Wszystko poniekąd ratują rysunki. Poniekąd, bo są dobre, ale nie zmieniają mojego spojrzenia na historię tak, jak wybitnie dobre grafiki w „Koszu pełnym głów”, które windowały opowieść do poziomu dzieła bardzo dobrego. Stuart Immonen to zdolny rzemieślnik i nieźle wychodzą mu zarówno ludzkie postacie, jak i Lovecraftiańśkie motywy, ale szczęki z ziemi nie zbierałem.

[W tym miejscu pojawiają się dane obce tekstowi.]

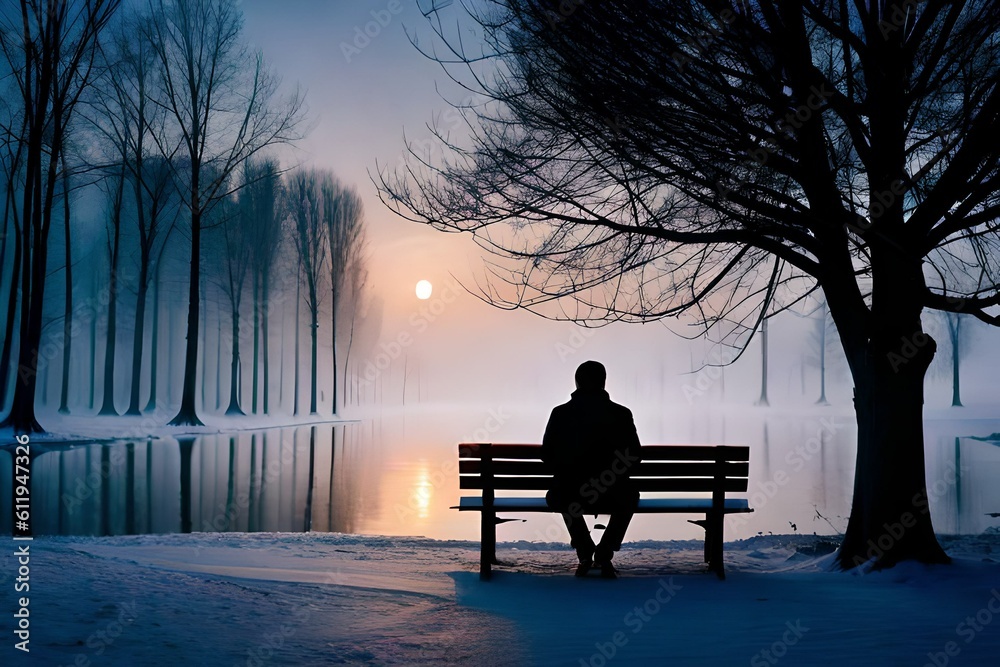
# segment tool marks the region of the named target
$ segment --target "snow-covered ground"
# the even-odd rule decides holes
[[[942,541],[950,566],[831,571],[830,538],[635,542],[617,581],[565,545],[339,534],[36,538],[30,655],[5,665],[995,665],[1000,534]],[[15,544],[2,560],[16,602]],[[9,628],[10,621],[5,623]],[[25,659],[26,658],[26,659]]]

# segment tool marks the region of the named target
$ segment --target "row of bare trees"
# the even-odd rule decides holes
[[[447,11],[425,48],[472,136],[384,171],[385,203],[473,235],[485,298],[556,319],[687,314],[745,349],[822,293],[858,428],[837,560],[947,561],[922,314],[1000,326],[996,3],[506,0],[474,46]]]
[[[122,375],[115,363],[117,328],[122,276],[132,257],[136,273],[127,282],[135,294],[135,326],[126,413],[142,411],[144,368],[150,378],[146,409],[157,405],[158,285],[168,258],[174,266],[187,266],[183,391],[170,423],[201,423],[197,380],[199,359],[207,358],[199,349],[206,329],[202,298],[210,290],[225,294],[233,306],[235,398],[230,409],[241,412],[239,304],[243,288],[248,289],[253,301],[251,409],[268,412],[267,314],[276,291],[272,276],[283,257],[300,263],[302,244],[298,227],[286,224],[300,206],[290,196],[294,188],[285,186],[278,163],[266,154],[301,138],[303,99],[297,91],[283,93],[279,77],[261,53],[248,48],[241,30],[238,5],[213,0],[148,0],[141,8],[121,0],[20,0],[0,10],[0,68],[7,86],[0,107],[0,286],[6,288],[8,305],[0,351],[0,409],[13,387],[3,425],[18,432],[41,430],[35,415],[39,350],[46,342],[46,326],[59,319],[51,312],[51,299],[46,299],[47,284],[59,277],[59,268],[65,285],[59,408],[70,409],[73,324],[79,310],[73,301],[74,290],[79,290],[73,268],[83,260],[88,237],[94,236],[87,233],[92,232],[87,223],[77,219],[81,216],[71,216],[71,204],[92,203],[95,197],[106,212],[106,235],[100,235],[106,237],[108,264],[106,289],[99,299],[107,321],[100,413],[118,414],[114,388]],[[336,314],[345,312],[339,308],[342,291],[352,295],[350,305],[364,282],[360,201],[343,186],[336,185],[335,191],[320,187],[320,182],[335,184],[332,176],[303,172],[290,182],[302,178],[316,182],[323,192],[323,210],[330,207],[323,231],[329,240],[320,246],[320,265],[328,276],[322,283],[307,282],[326,290],[309,304],[314,321],[321,303],[331,302],[336,355]],[[53,221],[58,228],[60,219],[64,264],[53,269],[49,262],[58,247],[50,248],[50,233]],[[214,270],[205,275],[207,251],[220,248],[226,251],[225,261],[210,265],[225,266],[232,275]],[[292,251],[283,255],[282,248]],[[8,252],[13,255],[9,274]],[[297,290],[299,273],[285,275],[296,276],[285,282]],[[150,295],[153,303],[148,308]],[[147,310],[152,311],[148,329]],[[153,353],[144,365],[147,334]],[[333,366],[336,392],[336,356]],[[334,398],[334,409],[336,404]],[[315,400],[311,408],[315,412]]]

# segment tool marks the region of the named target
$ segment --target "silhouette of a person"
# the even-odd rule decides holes
[[[630,475],[641,457],[632,412],[604,390],[607,371],[596,361],[576,369],[576,391],[552,410],[542,439],[542,459],[553,469],[545,499],[562,513],[584,576],[596,563],[614,578],[611,565],[632,520],[639,492]],[[600,544],[594,544],[585,514],[610,514]]]

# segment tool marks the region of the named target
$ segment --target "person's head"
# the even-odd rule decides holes
[[[577,389],[604,389],[604,381],[608,378],[608,372],[604,370],[604,364],[599,361],[585,361],[576,369]]]

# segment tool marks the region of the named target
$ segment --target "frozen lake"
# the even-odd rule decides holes
[[[976,440],[1000,419],[926,419],[928,492],[939,533],[977,534],[1000,520],[1000,446]],[[36,534],[346,532],[478,539],[458,503],[458,442],[538,442],[547,410],[426,406],[357,422],[192,438],[34,446]],[[842,531],[850,512],[853,415],[816,407],[656,414],[636,411],[643,444],[749,444],[750,504],[726,537]],[[11,530],[11,450],[0,452],[0,527]],[[471,492],[466,492],[471,493]],[[517,493],[517,492],[513,492]],[[563,541],[556,515],[527,515],[502,541]],[[637,516],[627,540],[701,537],[685,516]]]

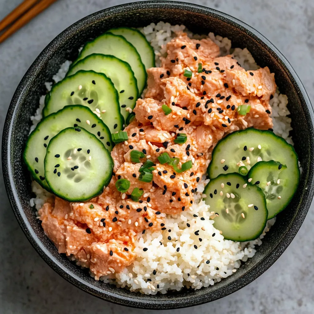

Szczerze powiem, że nie wiem, czy sięgnę po następny wykwit z Hill House Comics. Z jednej strony fajnie by było czytać serię tego typu, serwującą co odcinek inny horror, z drugiej już dwie pozycje na liście to zupełnie niewypały. Ja wiem, że pewnie chcielibyście zobaczyć moje recenzje tych komiksów, bo lubię horrory i jestem odpowiednią osobą do ocenienia tych rzeczy, ale jest tyle bardzo dobrych komiksów na rynku, że szkoda już marnować czas na średnie, a co dopiero na słabe.